Personal loans before and during the pandemic
With so many people seeing their source of income interrupted, it was no surprise that roughly 1 in 4 people (26%) took out a personal loan during the pandemic compared to 20% who took out a personal loan any time prior to the pandemic. Those who said they were negatively impacted by COVID-19 were more likely to take out a personal loan, with 40% borrowing $5,000 or more in 2020 and 2021.
Those who took out loans mainly did so to buy necessities or pay credit card debt (the same reasons cited prior to the pandemic). They were fairly optimistic about their ability to repay those loans, with nearly 1 in 5 having already paid them off and 60% saying they expected to do so in less than five years.
Who took out these personal loans? Most of them were taken out by respondents who made between $75,000 to $120,000 per year but were in debt, and by respondents who had taken out loans prior to the pandemic.
Looking ahead
People still plan to incur debt: most of it from credit cards and personal loans. In fact, 3 in 10 people said they plan to take out a personal loan in the future. Furthermore, many of the people who took out a personal loan before or during the pandemic planned to take one out in the future.

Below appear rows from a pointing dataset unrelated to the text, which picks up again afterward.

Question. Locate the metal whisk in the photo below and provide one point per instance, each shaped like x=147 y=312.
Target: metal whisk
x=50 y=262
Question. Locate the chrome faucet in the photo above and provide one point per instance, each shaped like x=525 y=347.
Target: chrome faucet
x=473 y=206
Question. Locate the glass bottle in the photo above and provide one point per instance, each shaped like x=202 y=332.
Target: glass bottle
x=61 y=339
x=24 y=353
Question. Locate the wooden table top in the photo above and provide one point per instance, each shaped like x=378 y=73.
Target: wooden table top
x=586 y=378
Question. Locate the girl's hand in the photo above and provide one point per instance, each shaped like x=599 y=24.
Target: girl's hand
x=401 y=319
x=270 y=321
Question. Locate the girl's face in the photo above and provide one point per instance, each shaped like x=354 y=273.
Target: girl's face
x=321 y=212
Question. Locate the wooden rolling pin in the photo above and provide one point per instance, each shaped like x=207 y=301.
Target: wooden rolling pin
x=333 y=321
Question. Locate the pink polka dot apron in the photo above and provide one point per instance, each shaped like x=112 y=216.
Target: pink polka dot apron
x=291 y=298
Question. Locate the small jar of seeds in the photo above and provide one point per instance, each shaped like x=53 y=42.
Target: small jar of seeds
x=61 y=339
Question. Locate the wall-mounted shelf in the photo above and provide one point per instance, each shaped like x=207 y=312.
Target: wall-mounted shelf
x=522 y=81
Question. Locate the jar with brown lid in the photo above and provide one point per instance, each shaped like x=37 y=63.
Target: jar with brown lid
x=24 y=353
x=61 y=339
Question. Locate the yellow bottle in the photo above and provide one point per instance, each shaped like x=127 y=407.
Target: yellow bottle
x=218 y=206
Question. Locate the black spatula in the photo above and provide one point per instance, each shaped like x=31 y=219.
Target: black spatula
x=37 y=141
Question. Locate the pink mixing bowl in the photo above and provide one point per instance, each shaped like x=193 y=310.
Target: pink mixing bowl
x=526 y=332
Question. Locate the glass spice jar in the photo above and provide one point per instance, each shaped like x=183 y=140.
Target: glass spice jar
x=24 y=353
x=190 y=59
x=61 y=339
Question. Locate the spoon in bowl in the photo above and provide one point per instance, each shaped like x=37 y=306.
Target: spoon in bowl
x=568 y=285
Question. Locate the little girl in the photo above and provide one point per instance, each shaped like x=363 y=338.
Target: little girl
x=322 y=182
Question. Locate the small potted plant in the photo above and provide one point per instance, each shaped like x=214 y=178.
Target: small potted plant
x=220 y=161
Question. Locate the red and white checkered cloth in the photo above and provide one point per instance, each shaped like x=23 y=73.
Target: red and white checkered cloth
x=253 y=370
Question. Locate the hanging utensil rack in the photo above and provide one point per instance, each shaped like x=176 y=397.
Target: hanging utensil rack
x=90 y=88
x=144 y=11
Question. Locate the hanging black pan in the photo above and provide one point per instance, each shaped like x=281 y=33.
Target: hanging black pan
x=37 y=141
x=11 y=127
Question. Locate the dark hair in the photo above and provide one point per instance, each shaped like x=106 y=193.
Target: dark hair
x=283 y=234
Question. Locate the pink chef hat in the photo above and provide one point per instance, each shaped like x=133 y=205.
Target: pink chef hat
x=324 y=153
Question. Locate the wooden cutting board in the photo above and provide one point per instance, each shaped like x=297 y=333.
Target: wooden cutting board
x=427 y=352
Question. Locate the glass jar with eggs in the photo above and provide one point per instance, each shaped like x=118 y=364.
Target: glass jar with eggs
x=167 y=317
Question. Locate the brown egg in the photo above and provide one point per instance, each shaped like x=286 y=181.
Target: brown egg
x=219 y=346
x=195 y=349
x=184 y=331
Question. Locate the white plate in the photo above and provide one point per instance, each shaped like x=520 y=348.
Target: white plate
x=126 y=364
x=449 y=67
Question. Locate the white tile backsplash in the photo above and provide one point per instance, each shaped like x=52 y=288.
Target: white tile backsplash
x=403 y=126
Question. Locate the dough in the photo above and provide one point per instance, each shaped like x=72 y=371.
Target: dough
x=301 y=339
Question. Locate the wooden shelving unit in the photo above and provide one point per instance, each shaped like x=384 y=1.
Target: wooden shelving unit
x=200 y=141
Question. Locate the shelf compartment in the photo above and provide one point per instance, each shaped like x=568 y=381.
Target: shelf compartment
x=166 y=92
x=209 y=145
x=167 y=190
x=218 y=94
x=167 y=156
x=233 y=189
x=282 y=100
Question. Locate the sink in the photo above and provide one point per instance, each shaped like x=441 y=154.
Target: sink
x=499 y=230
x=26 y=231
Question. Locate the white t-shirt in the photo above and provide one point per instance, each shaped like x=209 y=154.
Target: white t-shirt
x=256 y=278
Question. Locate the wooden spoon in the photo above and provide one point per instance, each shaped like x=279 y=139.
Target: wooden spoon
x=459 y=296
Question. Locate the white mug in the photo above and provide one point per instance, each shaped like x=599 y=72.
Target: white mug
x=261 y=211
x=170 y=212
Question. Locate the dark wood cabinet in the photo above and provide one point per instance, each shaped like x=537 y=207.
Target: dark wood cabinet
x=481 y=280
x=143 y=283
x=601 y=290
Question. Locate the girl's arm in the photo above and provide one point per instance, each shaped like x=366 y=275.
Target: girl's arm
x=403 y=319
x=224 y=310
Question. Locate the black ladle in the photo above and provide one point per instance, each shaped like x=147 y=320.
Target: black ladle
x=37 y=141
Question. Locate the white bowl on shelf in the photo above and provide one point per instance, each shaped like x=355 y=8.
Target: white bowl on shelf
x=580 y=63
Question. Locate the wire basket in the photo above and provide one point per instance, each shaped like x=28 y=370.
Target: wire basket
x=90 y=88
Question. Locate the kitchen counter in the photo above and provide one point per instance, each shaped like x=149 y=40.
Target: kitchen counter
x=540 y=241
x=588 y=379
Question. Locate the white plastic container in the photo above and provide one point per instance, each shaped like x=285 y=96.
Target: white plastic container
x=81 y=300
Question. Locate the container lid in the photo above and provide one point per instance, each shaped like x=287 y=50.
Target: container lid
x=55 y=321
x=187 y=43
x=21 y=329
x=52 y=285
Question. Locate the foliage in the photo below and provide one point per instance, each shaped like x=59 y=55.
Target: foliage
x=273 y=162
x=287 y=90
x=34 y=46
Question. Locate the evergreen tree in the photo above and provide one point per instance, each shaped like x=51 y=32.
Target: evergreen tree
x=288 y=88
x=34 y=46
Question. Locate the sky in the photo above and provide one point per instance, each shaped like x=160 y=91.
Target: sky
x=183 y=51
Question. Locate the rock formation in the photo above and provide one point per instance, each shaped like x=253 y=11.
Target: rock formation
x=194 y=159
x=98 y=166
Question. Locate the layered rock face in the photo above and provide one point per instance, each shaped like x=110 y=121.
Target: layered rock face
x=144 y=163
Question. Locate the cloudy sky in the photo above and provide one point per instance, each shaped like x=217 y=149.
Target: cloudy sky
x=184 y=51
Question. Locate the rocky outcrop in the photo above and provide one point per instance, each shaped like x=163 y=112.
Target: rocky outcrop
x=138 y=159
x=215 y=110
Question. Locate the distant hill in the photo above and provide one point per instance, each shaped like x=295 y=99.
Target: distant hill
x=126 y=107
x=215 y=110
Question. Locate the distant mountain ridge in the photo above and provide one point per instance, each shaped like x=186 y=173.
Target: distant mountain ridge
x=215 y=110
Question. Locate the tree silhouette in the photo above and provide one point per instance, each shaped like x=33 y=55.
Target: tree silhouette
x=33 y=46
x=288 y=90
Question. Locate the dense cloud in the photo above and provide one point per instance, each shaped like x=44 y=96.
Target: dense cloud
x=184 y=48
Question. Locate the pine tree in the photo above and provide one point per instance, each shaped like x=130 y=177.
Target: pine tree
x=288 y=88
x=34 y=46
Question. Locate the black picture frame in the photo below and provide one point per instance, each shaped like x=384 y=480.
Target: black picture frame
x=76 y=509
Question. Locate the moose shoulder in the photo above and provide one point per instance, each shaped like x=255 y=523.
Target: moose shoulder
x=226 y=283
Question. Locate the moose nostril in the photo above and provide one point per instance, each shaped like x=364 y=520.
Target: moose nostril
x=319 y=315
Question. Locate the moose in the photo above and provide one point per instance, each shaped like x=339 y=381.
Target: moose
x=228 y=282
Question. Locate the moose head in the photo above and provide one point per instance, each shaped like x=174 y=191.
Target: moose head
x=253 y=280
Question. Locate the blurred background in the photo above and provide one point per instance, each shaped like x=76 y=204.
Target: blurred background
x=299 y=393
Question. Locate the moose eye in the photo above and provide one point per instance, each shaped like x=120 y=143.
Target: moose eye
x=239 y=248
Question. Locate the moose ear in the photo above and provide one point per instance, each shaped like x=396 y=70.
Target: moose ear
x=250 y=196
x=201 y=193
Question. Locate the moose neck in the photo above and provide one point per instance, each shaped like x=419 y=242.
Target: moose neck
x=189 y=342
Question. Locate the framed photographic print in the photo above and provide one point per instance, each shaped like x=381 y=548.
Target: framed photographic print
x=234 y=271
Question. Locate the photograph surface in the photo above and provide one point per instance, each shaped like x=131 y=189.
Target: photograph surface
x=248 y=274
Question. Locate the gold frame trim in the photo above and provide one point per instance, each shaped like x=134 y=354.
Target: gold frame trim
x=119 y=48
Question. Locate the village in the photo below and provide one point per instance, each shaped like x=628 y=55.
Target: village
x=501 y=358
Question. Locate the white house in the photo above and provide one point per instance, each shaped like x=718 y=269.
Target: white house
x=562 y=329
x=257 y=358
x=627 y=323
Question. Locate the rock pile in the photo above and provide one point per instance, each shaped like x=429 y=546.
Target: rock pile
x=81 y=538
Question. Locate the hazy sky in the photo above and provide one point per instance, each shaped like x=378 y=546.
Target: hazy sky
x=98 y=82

However, even with the pandemic entering its third year at the time of the survey, many respondents remained optimistic. More than 2 in 5 expected their finances to improve that year.
Methodology: OppLoans commissioned an online survey through SurveyMonkey to interview 1,015 Americans about their current financial situations. The survey began on January 14, 2022; 50% of respondents were male and 50% were female; 26% were 18-29, 25% were 30-44, 27% were 45-60, and 22% were older than 60. The following census regions were equally represented: Northeast, Midwest, South, and West.